Bien que se déroulant en Belgique, Oleg nous parle avant tout de la Lettonie. C’est ainsi que nous est dévoilée l’existence d’une  population particulière de ce pays : les non-citoyens. En effet, lorsqu’elle est devenue indépendante en 1991, la Lettonie n’a accordé la citoyenneté lettone qu’aux personnes qui l’avaient avant le 17 juin 1940 et à leurs descendants. Les autres, en majorité des russophones russes, ukrainiens et biélorusses, sont considérés comme des non-citoyens. Ils n’ont pas le droit de vote et de nombreuses professions leur sont fermées. Oleg fait partie de cette population fantôme ce qui, bien sûr, explique beaucoup de choses sur son comportement : habitué à ne pas vraiment exister dans son pays, habitué à n’avoir que des droits restreints, sous l’emprise permanente d’une dépendance psychologique, il retrouve face à la violence d’Andrzej ses réflexes d’agneau sacrifié, tout au moins au début de leur relation.

Si Oleg arrive parfois à exister, c’est aux yeux des femmes. Vous savez, ces êtres qui, justement, n’ont pas la possibilité d’exister par elles-mêmes dans de nombreux pays. Il est évident que Oleg existe bien aux yeux de sa grand-mère à qui il téléphone régulièrement et à qui il voudrait bien envoyer l’argent que Andrzej ne lui donne jamais malgré le travail effectué. Pour Malgosia aussi, Oleg n’est pas vraiment un fantôme : petite amie d’Andrzej, elle aussi subit son comportement violent et inconstant et elle apprécie la douceur et la gentillesse d’Oleg. Et puis, il y a Zita, pour qui Oleg va exister le temps d’une nuit : Zita est une compatriote plus âgée que lui, rencontrée lors d’une soirée privée en l’honneur d’une compagnie théâtrale lettone, une « groupie » qui va mettre Oleg dans son lit, le croyant membre de la troupe théâtrale, et le jeter sans ménagement lorsqu’il lui annonce naïvement qu’il est boucher et non comédien. Pour elle, Oleg existait tant qu’il était comédien, il n’a plus droit à l’existence en tant que boucher !

Proche des Dardenne

On retrouve dans le film de Juris Kursietis un certain nombre de points communs avec ceux réalisés par les frères Dardenne. Le principal, bien sûr, c’est la caméra à l’épaule qui suit de très près un personnage. Pour le réalisateur, se tenir tout près d’Oleg était essentiel. Il voulait que tout l’espace soit rempli par son visage, d’où l’utilisation du format 4/3. Quant à la caméra choisie, une Alexa mini, ses dimensions et son poids de 2.3 kg permettaient au chef opérateur de tourner dans des endroits très exigus. Très Dardenne aussi, tout en étant proche, également, de Ken Loach, la description d’une situation sociale difficile, avec un pays européen, la Belgique, dans lequel vivent dans la précarité des travailleurs clandestins,  dans lequel s’organisent des mafias comme celle menée par Andrzej, et dont la police, bien qu’étant au courant de ces pratiques d’un autre âge, ne fait pas grand chose pour traquer les criminels et aider les clandestins qui sont sous leur coupe.
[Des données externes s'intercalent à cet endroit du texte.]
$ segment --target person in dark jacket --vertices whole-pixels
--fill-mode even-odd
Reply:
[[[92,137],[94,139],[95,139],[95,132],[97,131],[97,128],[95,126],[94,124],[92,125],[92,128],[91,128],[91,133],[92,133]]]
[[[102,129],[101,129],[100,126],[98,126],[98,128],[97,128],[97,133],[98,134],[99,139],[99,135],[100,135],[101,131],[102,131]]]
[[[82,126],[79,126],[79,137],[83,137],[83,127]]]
Les non-citoyens de Lettonie étant russophones, Juris Kursietis envisageait au départ de confier le rôle d’Oleg à un russe ou, à défaut, à un ukrainien. C’est finalement un comédien lituanien, Valentin Novopolskij, qui a obtenu le rôle. A noter que les langues jouent un rôle important dans Oleg : 6 langues différentes y sont entendues, le russe, le polonais, le letton, l’anglais, le français et le flamand, et il n’aurait pas été inutile qu’un jeu de couleur au niveau du sous-titrage permette de différencier les dialogues en russe de ceux en polonais ou en letton. Quant à l’utilisation de l’anglais, il est à la fois triste et savoureux de prendre conscience, une fois de plus, que cette langue est celle qui permet le dialogue entre européens de pays différents alors que le Royaume-Uni est sur le point de quitter l’Europe ! Quant à Dawid Ogrodnik et Anna Próchniak, qui interprètent remarquablement les rôles de Andrzej et de Malgosia, ils ne sont pas des inconnus pour les cinéphiles, le premier ayant tenu un rôle important dans 11 minutes et, surtout, dans Ida, la seconde faisant partie de la distribution de Les innocentes.

Conclusion

Bien qu’étant parfois un peu confus dans sa réalisation, Oleg a le grand mérite de renouveler la façon d’aborder les phénomènes de migration de populations au cinéma. En effet, dans Oleg, les immigrés ne viennent pas du sud, ils sont européens, et ils sont exploités par des compatriotes ou par des ressortissants d’un pays voisin.